As a female soldier, being in the desert with a field unit that moved around a lot was not a pleasant journey. Constantly coming up with new ways to do personal hygiene and washing your clothes was a little stressful. Burning someone’s feces, digging foxholes and bunkers is something I never want to do again. 

As a female, I didn’t think that we would be anywhere near the front lines of war, but once the battalion crossed into Iraq through the minefield, I knew things had just gotten serious. From the look on my battle buddy’s face, who was also a female, I knew she felt the same way.

“Stay on the tracks,” was something I remember hearing while driving through a field of blown-up vehicles on the way to our next destination only to see the sky lit up like the fourth of July. I am happy to announce that we all made it back to our families, but there are mental and physical scars that some of us carry.

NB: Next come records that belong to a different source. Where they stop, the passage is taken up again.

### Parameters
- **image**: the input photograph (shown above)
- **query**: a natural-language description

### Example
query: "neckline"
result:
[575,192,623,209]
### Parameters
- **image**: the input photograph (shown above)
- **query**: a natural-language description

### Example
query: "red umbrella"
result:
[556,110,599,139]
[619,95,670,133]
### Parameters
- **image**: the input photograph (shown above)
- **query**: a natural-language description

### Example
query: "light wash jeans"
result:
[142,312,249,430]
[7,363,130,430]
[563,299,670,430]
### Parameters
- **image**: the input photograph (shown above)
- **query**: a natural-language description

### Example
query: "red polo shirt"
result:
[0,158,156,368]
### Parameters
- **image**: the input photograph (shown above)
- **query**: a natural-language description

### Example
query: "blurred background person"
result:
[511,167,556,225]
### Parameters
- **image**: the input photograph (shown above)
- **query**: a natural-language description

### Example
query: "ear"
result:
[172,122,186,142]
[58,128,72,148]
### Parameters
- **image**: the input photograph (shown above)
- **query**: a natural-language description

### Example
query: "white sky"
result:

During my military time, I was promoted to Corporal and placed in senior NCO position to become the NCO in-charge of a specialty clinic at Ft. McPherson. I also received “Best in the Battalion” status for coordinating the Anthrax Vaccination Program on Camp Humphries, South Korea. The Anthrax Vaccination was a four-part series, and I had a slight reaction to the first dose, but the second one wasn’t so nice. While temporarily assigned to William Beaumont Army Medical Center as a backfill for those who deployed to Afghanistan, I created and coordinated a successful talent event to build the morale of soldiers and their families.

Money raised for the event was divided up for contestant prizes and a portion was donated to the Soldier’s Wives Club. I served during Operation Enduring Freedom as a Medical NCO while assigned to Madigan Army Medical Center. 

During my time in service, I experience sexism during an advanced training course. I realized that some of my male counterparts weren’t so happy that I was in-charge. I must admit that it took everything in me to keep from letting him know where I was from. Unfortunately, some of my female comrades had experienced the same, but a large number have experienced military sexual trauma and sexual harassment. 

Overall, I do not regret joining the Army. I had some fun times. I’ve received many accolades and trainings such as Army Achievement Medals, Army Accommodation Medals, Combat Medical Badge, Good Conduct Medals, Sharpshooter and hand grenade badge, Equal Opportunity Leadership course, Small Group Instructor course, Emergency Medical Technician-Basic course, and Combat Communication Course just to name a few. I would like for people to remember that female veterans also guaranteed their freedom, too.